For long minutes Bokuto is silent and obedient, making no move to interrupt past smoothing a hand through Akaashi’s hair. It takes longer than Akaashi thought it would before he begins to squirm.

“You’re fidgeting, Bokuto-san.” 

“Are you done yet?” Restless; petulant and pouting. “C’mon, I wanna kiss you. I really wanna kiss you, ’Kaashi.”

Akaashi has to swallow his own dopey laughter. He rests his chin on Bokuto’s naval. “You’ve been very patient,” he concedes, because when it comes down to it he is weak for Bokuto. He always has been, ever since they were children, more in love with volleyball than each other, though they were well on their way. Even then he would give himself to Bokuto whenever he was asked: hours and hours in the gym, practicing. Hours and hours of his time and effort and attention. He’d known then what others can’t seem to grasp even now—that between the two of them, he is the lucky one, just to have the chance to orbit the brilliance of Bokuto’s star. 
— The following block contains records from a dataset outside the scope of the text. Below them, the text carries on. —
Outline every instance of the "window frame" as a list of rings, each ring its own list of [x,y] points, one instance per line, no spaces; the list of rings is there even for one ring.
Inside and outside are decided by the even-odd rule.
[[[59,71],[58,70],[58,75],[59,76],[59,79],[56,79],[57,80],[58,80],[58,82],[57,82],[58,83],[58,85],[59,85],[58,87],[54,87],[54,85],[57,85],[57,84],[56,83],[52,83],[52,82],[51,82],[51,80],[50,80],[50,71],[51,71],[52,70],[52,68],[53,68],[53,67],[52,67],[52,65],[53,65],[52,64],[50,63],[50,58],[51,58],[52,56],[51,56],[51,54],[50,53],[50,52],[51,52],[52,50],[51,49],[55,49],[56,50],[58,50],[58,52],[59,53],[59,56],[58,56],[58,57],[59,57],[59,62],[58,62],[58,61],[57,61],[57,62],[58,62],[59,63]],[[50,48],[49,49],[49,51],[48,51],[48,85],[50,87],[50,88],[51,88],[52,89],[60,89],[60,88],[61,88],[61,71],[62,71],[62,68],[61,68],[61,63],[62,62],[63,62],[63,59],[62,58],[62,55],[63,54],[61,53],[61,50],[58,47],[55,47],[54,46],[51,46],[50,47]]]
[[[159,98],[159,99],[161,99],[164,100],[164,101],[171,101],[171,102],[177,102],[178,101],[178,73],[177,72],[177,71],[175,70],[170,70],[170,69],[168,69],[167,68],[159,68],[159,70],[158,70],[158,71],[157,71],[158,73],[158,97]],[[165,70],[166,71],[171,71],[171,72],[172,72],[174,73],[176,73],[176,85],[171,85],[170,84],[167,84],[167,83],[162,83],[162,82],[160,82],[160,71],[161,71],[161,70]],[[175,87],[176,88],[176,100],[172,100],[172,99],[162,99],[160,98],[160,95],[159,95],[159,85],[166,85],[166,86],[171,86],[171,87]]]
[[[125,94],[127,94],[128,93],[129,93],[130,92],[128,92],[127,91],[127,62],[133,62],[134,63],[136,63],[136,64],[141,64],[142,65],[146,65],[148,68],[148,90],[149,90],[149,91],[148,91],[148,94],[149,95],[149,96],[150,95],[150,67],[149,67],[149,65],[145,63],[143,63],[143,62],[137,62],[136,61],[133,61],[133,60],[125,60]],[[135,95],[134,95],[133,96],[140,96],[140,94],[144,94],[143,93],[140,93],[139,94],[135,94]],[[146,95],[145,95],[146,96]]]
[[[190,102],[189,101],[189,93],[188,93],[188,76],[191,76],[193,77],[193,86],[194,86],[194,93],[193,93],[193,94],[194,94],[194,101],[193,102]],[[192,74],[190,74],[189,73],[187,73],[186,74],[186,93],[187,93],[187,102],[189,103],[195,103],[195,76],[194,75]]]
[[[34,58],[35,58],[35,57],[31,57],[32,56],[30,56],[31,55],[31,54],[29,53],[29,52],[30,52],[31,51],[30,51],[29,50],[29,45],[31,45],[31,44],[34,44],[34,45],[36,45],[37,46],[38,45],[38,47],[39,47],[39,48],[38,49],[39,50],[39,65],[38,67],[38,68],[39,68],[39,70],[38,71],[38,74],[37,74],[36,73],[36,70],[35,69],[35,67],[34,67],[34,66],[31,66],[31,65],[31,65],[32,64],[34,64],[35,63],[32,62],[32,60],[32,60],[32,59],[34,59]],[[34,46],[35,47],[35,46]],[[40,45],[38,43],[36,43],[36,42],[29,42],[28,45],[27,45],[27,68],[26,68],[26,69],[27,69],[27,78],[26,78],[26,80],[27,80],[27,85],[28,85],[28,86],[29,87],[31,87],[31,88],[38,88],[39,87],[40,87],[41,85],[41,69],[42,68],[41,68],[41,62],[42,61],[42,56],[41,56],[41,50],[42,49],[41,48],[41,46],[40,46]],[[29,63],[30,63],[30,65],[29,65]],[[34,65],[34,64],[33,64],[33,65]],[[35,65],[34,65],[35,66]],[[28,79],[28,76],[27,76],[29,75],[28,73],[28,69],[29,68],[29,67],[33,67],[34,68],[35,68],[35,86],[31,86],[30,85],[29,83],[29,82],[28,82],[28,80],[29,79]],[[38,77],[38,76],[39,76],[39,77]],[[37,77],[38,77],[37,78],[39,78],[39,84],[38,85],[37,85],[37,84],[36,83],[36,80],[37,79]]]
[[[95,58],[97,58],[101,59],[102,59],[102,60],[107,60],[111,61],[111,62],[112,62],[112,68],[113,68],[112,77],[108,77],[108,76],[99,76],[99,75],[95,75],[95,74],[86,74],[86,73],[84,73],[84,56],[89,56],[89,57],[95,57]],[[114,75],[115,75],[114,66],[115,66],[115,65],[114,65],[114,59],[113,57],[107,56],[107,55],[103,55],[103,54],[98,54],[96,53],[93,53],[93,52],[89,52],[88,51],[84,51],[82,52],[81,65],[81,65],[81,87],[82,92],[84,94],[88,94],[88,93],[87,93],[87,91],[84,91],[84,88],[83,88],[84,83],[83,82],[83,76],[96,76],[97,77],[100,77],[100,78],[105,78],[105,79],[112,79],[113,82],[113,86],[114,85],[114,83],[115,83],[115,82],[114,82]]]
How wonderful, he thinks, to be back in Bokuto’s orbit after the long nights apart. How wonderful to celebrate Bokuto’s return, and feel as though he’s the one coming home.
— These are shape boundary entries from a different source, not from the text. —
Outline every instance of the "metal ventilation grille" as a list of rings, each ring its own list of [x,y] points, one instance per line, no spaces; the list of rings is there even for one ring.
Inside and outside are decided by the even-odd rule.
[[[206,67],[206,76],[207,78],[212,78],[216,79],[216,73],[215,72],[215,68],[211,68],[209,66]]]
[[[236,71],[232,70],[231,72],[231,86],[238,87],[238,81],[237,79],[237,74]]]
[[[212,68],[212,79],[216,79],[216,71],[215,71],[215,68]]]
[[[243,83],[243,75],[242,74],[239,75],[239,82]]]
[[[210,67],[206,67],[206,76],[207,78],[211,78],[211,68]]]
Akaashi glides up and smothers the stray bubbles of laughter against Bokuto’s mouth. He kisses him, and kisses him; he tastes the drawn out syllables of his own name. They taste like morning breath. They also taste like Bokuto, and that is more than worth it. 
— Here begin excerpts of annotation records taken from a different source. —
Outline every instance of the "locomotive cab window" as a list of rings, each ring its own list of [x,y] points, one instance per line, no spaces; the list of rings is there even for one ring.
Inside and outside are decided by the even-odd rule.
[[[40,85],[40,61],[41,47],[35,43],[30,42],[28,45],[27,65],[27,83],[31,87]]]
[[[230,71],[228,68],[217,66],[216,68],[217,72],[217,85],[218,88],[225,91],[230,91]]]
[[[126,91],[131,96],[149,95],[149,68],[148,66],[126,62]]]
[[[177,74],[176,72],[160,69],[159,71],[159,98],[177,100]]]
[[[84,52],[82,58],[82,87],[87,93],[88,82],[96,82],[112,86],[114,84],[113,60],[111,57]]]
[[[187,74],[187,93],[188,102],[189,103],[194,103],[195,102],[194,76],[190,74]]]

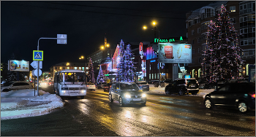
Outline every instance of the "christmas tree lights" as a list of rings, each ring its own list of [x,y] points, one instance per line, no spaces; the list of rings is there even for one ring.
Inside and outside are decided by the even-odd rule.
[[[242,50],[238,47],[237,31],[223,4],[218,16],[208,25],[201,63],[203,78],[211,83],[242,78]]]

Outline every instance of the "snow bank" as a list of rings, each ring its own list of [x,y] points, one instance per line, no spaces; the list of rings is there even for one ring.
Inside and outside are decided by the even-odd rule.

Eventually oxygen becomes more vital than kissing Bokuto, though Akaashi puts it off for as long as he can. They take deep, slow breaths that fan across each other’s cheeks. They rest their foreheads together. Bokuto’s expression has gone soft and thoughtful.

“Missed you, Keiji,” he murmurs. His voice is thick. A lump rises to Akaashi’s throat. 

Bokuto really is such a hopeless, clingy, unbearably soppy thing. Akaashi sweeps back his bangs to kiss each of his eyelids, just to watch them flutter. Of course he’s no better. “I missed you too, Koutarou.”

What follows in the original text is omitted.